Mis queridos amigos, me gustaría explicar la forma en que practico cuando estoy enfadado.

Durante la guerra de Vietnam, hubo mucha injusticia, y muchos miles, incluso amigos míos, muchos discípulos míos, fueron asesinados. Tuve mucha ira. En cierta ocasión supe que la ciudad de Ben Tre fue bombardeada por la aviación americana. Y la ciudad fue destruida. El militar que era responsable de esto declaró más tarde que tuvo que destruir la ciudad de Ben Tre para salvarla. Yo estaba muy enfadado. Pero en esta ocasión, yo era ya un practicante, un sólido practicante. No hice nada, porque sabía que hacer o decir algo mientras estás colérico es erróneo. Puede crear mucha destrucción. Regresé a mí mismo, reconociendo mi ira, abrazándola y mirando profundamente en la naturaleza de mi sufrimiento.
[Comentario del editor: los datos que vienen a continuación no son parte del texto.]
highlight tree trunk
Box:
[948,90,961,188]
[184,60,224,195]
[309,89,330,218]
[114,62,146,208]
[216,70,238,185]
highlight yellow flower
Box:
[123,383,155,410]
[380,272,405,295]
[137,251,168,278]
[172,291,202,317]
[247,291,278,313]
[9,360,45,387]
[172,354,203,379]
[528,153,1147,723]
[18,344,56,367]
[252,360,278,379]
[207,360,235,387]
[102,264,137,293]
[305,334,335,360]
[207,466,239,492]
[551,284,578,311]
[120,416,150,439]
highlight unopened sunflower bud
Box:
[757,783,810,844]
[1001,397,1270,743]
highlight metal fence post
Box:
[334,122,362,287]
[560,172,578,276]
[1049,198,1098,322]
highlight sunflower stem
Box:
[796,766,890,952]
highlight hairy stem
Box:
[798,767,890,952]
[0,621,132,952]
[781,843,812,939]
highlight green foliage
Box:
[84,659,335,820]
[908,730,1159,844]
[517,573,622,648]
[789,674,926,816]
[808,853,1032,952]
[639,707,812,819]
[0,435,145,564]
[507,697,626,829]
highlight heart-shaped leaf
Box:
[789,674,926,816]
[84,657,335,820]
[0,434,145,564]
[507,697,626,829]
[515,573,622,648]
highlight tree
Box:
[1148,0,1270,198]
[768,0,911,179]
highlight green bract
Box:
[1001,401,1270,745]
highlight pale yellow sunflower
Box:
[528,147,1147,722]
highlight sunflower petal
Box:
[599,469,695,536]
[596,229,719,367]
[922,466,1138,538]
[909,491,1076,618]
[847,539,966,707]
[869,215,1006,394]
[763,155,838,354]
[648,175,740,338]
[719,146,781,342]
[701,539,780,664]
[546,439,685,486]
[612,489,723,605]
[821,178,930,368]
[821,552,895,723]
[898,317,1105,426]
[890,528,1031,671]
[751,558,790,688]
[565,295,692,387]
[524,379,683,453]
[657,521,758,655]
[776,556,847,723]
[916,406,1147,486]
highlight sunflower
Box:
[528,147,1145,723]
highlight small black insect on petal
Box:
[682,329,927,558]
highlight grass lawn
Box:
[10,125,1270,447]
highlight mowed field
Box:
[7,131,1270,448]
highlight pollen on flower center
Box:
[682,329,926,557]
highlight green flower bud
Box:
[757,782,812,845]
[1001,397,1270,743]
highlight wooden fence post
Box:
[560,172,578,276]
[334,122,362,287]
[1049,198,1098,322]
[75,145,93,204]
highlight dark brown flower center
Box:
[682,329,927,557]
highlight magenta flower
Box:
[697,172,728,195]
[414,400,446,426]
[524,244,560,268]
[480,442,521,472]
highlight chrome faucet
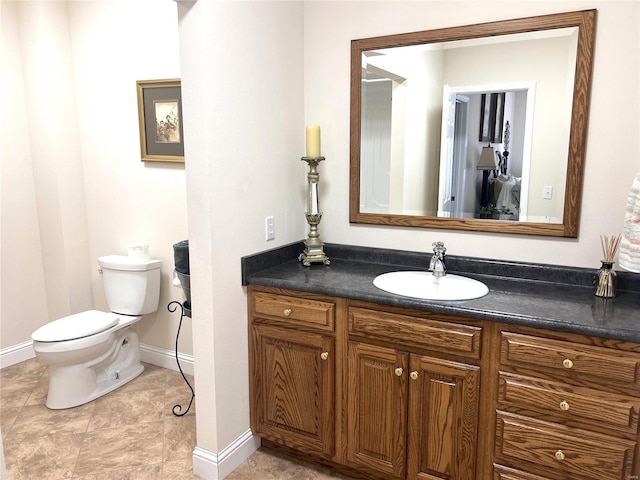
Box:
[429,242,447,277]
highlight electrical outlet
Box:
[264,217,276,240]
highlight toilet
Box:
[31,255,162,410]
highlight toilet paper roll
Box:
[127,243,151,261]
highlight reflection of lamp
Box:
[476,146,496,207]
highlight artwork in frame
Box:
[136,79,184,163]
[478,92,505,143]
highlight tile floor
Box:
[0,359,346,480]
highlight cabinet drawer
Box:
[496,411,636,480]
[500,332,640,390]
[349,307,482,358]
[498,372,640,434]
[493,464,549,480]
[251,292,335,331]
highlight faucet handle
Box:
[431,241,447,255]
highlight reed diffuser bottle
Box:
[596,235,620,298]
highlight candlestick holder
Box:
[298,157,331,267]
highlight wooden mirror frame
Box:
[349,10,597,238]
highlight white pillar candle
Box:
[307,125,320,157]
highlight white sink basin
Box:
[373,271,489,300]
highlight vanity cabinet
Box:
[249,292,336,457]
[346,302,481,480]
[248,285,640,480]
[495,327,640,480]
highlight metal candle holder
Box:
[298,157,331,267]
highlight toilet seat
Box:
[31,310,119,342]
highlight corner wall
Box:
[178,1,304,470]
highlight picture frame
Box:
[478,92,505,143]
[136,79,184,163]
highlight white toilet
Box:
[31,255,162,409]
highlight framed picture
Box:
[136,79,184,163]
[478,92,505,143]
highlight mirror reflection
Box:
[360,27,578,223]
[350,11,595,236]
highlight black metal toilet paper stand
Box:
[167,300,196,417]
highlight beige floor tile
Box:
[74,421,164,476]
[3,433,84,480]
[163,415,196,462]
[72,463,163,480]
[9,403,95,441]
[88,388,164,432]
[162,459,205,480]
[0,359,360,480]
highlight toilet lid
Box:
[31,310,118,342]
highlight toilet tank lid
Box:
[98,255,162,272]
[31,310,118,342]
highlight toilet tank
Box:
[98,255,162,315]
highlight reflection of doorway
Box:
[438,82,535,220]
[444,95,469,217]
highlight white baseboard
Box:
[140,343,193,375]
[0,340,193,375]
[0,340,36,368]
[193,430,260,480]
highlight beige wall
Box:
[179,2,304,458]
[0,0,193,354]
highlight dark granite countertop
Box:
[242,243,640,343]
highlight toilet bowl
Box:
[31,255,161,409]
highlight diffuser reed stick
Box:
[596,235,620,298]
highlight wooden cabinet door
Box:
[407,355,480,480]
[347,342,409,478]
[251,325,335,457]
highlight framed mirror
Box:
[349,10,596,237]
En la tradición budista, tenemos la práctica de respirar conscientes, de caminar conscientes, para generar la energía de la plena conciencia. Y es precisamente con esa energía de la plena conciencia que podemos reconocer, abrazar y transformar nuestra ira. La plena conciencia es la clase de energía que nos ayuda a ser conscientes de cuanto ocurre en nuestro interior y alrededor de nosotros, y cualquiera puede ser consciente. Si bebéis una taza de té y sabéis que estáis bebiendo una taza de té, eso es beber conscientes. Cuando inspiráis y sabéis que estáis inspirando, y focalizáis vuestra atención en vuestra inspiración, eso es la plena conciencia de la respiración. Cuando dais un paso y sois conscientes de que estáis dando un paso, eso se llama caminar en plena conciencia. La práctica básica en los centros de Zen, en los centros de meditación, es la práctica de generar la plena conciencia en cada momento de vuestra vida diaria. Cuando estáis coléricos, sois conscientes de que estáis coléricos. Porque ya tenéis la energía de la plena conciencia en vosotros y eso bastan para reconocer, abrazar, mirar profundamente y comprender la naturaleza de vuestro sufrimiento.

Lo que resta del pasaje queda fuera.